I due favoriti in gara
La competizione resta quindi aperta tra due costruttori di primo piano. Siemens Mobility propone il Velaro Novo, evoluzione della famiglia Velaro progettata per velocità commerciali fino a 360 km/h e capace di toccare 405 km/h durante i test. Hitachi Rail, invece, punta sull'ETR1000, già impiegato in Spagna dall'operatore Iryo e utilizzato con successo anche in Italia e Francia. Il convoglio è progettato per una velocità massima di esercizio pari a 360 km/h.
Serviranno infrastrutture per i test a 350 km/h
Il capitolato di gara prevede anche un requisito infrastrutturale fondamentale. Per ottenere l'omologazione dei nuovi treni sarà infatti necessario poter effettuare prove a 350 km/h su linee adeguatamente attrezzate. La disponibilità di tali infrastrutture dipenderà dagli interventi programmati da Adif su corridoi strategici come la Madrid-Zaragoza e la futura Murcia-Almería, opere che dovrebbero essere completate non prima del 2028.
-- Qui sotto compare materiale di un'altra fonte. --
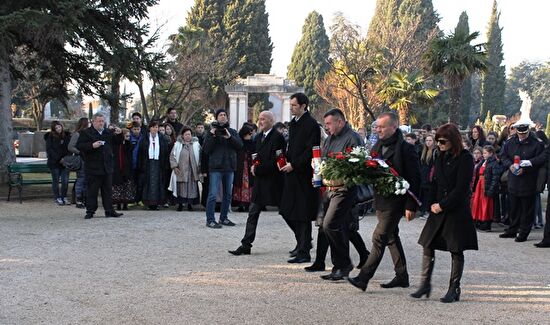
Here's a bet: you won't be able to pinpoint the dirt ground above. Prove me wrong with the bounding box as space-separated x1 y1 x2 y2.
0 198 550 324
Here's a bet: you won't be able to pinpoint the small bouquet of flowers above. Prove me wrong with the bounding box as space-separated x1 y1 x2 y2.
321 147 409 196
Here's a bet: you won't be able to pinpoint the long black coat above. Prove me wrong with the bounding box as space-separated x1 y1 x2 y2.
418 150 478 252
76 126 123 175
252 130 285 206
280 112 321 222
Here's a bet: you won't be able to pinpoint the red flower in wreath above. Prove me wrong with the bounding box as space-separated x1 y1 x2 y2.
365 160 378 168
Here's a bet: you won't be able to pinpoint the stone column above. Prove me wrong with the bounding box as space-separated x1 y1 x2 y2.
281 94 292 122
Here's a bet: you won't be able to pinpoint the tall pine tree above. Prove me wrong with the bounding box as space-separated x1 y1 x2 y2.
480 0 506 117
455 11 472 127
287 11 330 109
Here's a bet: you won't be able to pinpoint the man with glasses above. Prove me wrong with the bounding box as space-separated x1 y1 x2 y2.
348 112 420 291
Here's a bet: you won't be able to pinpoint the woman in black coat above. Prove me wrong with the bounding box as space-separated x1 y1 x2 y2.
138 121 170 210
411 124 478 302
44 121 71 205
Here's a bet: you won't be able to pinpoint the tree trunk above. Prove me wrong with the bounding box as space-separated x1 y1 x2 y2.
449 86 462 126
137 82 150 124
398 106 409 125
0 59 15 184
109 70 121 124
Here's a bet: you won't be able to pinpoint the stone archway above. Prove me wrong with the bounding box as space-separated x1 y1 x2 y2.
225 74 304 130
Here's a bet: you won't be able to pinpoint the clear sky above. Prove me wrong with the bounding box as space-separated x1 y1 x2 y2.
144 0 550 76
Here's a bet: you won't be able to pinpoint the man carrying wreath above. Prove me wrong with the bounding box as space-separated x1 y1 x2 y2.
348 112 420 291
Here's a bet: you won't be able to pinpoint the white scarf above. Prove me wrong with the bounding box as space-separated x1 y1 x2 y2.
149 133 160 160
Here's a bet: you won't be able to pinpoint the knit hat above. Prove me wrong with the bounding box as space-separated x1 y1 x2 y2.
214 108 227 120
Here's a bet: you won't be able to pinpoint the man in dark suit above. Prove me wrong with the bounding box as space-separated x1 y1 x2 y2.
280 93 321 263
348 112 420 291
229 111 285 255
76 113 122 219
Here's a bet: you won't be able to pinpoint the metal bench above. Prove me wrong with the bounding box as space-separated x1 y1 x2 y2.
8 163 76 203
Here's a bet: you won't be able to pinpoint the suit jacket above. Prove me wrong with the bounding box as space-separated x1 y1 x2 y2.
252 129 285 206
76 126 123 175
280 112 321 222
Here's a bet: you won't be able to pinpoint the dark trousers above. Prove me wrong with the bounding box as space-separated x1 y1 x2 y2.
359 204 408 281
86 174 113 214
323 188 356 269
241 203 264 247
315 227 369 265
285 219 311 257
506 194 535 236
542 191 550 243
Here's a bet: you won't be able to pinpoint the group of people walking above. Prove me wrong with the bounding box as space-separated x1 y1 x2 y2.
47 93 550 302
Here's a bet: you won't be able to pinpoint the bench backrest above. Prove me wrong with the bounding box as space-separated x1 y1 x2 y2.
8 163 50 174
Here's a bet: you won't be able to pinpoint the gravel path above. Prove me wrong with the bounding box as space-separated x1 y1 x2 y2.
0 199 550 324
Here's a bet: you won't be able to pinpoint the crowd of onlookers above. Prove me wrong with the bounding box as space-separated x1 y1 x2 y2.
45 108 548 244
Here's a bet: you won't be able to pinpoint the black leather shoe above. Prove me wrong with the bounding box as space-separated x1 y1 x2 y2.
105 211 124 218
380 276 409 289
348 276 368 291
498 232 516 238
228 246 250 256
287 256 311 264
321 265 353 281
533 241 550 248
219 219 235 227
514 235 527 243
304 263 325 272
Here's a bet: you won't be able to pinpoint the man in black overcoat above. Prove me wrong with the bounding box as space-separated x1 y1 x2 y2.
76 113 123 219
280 93 321 263
229 111 285 255
348 112 420 290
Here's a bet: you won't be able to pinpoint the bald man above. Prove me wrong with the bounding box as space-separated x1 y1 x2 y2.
229 111 285 255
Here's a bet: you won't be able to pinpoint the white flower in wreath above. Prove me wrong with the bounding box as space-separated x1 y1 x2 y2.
375 159 389 168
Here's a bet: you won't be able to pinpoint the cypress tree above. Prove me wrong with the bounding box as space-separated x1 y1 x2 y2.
480 0 506 116
287 11 330 109
455 11 472 127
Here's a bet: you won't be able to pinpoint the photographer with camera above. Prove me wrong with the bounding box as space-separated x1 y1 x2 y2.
203 108 243 228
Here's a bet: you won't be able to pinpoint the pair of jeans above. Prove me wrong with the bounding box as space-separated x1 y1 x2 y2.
74 161 86 201
206 171 234 223
50 168 69 199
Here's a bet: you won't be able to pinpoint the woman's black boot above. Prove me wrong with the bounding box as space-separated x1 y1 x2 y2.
439 253 464 303
411 255 435 298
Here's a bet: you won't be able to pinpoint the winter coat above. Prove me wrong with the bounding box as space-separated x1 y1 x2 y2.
280 112 321 222
472 156 504 197
202 128 243 173
44 132 71 169
418 149 478 252
501 133 544 197
251 129 285 206
76 126 123 175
Le offerte economiche a settembre
Il prossimo passaggio sarà l'apertura delle offerte economiche, prevista per il mese di settembre. Da quel momento entrerà nel vivo la procedura che porterà alla scelta del costruttore incaricato di realizzare i nuovi convogli destinati a rinnovare progressivamente la flotta AVE di Renfe, sostituendo gli storici treni della Serie 100, in servizio dagli inizi degli anni Novanta.